Unified memory does not mean “all models can be used”
Apple Silicon’s unified memory is used by the CPU, GPU, system, apps, and background services. Its advantage is that the CPU and GPU share the same high-speed memory, and the deployment experience of many local model tools is simpler than that of traditional independent graphics cards; but it does not mean that all 32GB, 64GB or 128GB can be used as model weight space.
When actually selecting a model, you need to leave allowance for macOS, browsers, IDEs, inference services, KV caches, and temporary tensors. If a 32GB Mac weights the model to 28GB, it may seem like it can just fit in. However, in actual operation, the memory may be frequently compressed, swapped to disk, or the speed may drop significantly. Local LLM estimates available space more conservatively in Mac mode.
What are 16GB, 32GB, 64GB and 128GB suitable for?
16GB Mac is more suitable for small models and low to medium quantization, such as the Q4/Q5 versions of 3B, 4B, and 7B. It can satisfy lightweight chat, summary, translation and simple code assistance, but is not suitable for long context or visual models. 32GB can cover more 7B/14B models, and can also try more stable quantized versions, which is a common starting point for ordinary developers.
After 64GB, users can try larger MoE or 30B models, which can also leave room for long contexts and multitasking. 128GB is suitable for larger experiment scope, such as highly quantized large models, multiple model version comparisons, long contexts, and complex local workflows. But even with 128GB, you still need to look at model weights, KV cache, backend, and speed.

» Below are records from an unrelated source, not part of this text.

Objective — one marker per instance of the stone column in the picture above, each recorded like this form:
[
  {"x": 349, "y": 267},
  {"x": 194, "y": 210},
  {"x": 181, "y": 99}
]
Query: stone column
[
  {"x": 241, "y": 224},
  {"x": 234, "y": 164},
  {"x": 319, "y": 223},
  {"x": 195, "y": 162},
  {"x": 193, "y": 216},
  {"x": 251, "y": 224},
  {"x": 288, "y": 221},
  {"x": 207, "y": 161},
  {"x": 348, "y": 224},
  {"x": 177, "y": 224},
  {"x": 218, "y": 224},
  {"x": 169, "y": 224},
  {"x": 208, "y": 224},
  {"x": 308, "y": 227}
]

Differences between Metal, MLX and llama.cpp
Common backends on Mac include llama.cpp Metal, MLX, Ollama, and LM Studio. The underlying optimizations of these tools are different, and the speed of the same model on different backends may be different. The MoE model particularly relies on kernel implementation, and the speed cannot be inferred using parameter quantities alone.

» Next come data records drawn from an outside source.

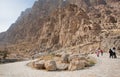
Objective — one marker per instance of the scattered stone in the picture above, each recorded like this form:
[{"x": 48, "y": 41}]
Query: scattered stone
[
  {"x": 39, "y": 64},
  {"x": 76, "y": 65},
  {"x": 62, "y": 66},
  {"x": 50, "y": 65}
]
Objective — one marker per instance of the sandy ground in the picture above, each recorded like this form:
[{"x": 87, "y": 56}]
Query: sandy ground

Therefore, the tok/s on the recommendation page should be a conservative estimate or range, not an absolute promise. What users really need is a screening direction: which models can be loaded with a high probability, which models require more memory, and which models can only run theoretically but have an unstable experience.

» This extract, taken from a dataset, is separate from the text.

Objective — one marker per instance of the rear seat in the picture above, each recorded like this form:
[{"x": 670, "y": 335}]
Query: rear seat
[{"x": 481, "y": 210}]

Why 128GB should unlock the larger model
If 32GB, 64GB, and 128GB give the exact same quality-first recommendation, it usually means that the sorting algorithm is not properly taking advantage of the capacity change. Larger unified memory should allow models with higher parameter counts, higher quantization, or longer context to enter the candidate set. Quality-first models in particular should reflect this.
But "bigger" isn't the only goal either. Recommender systems need to rank between model quality, task matching, execution mode, speed confidence and memory margin. A 128GB Mac can run larger models, but it does not mean that the largest model should be recommended blindly for every scenario; the best choices for programming, general, mathematical, and visual tasks may be different.
What should Mac users choose?
Ordinary users can start with the balanced mode. If the results are all full GPU/unified memory runs, the configuration is stable; if a large number of results show partial offloading or low confidence speed, you need to reduce quantization, shorten the context, or choose a smaller model. When doing programming tasks, the code capabilities and context length of the model are important; when doing visual tasks, make sure the model is indeed a multi-modal model.
The value of Local LLM lies in making these judgments into visual input, rather than letting users guess one by one on Hugging Face. The blog post explains the principles, and the tool combines the live model list with the user's hardware to give current recommendations.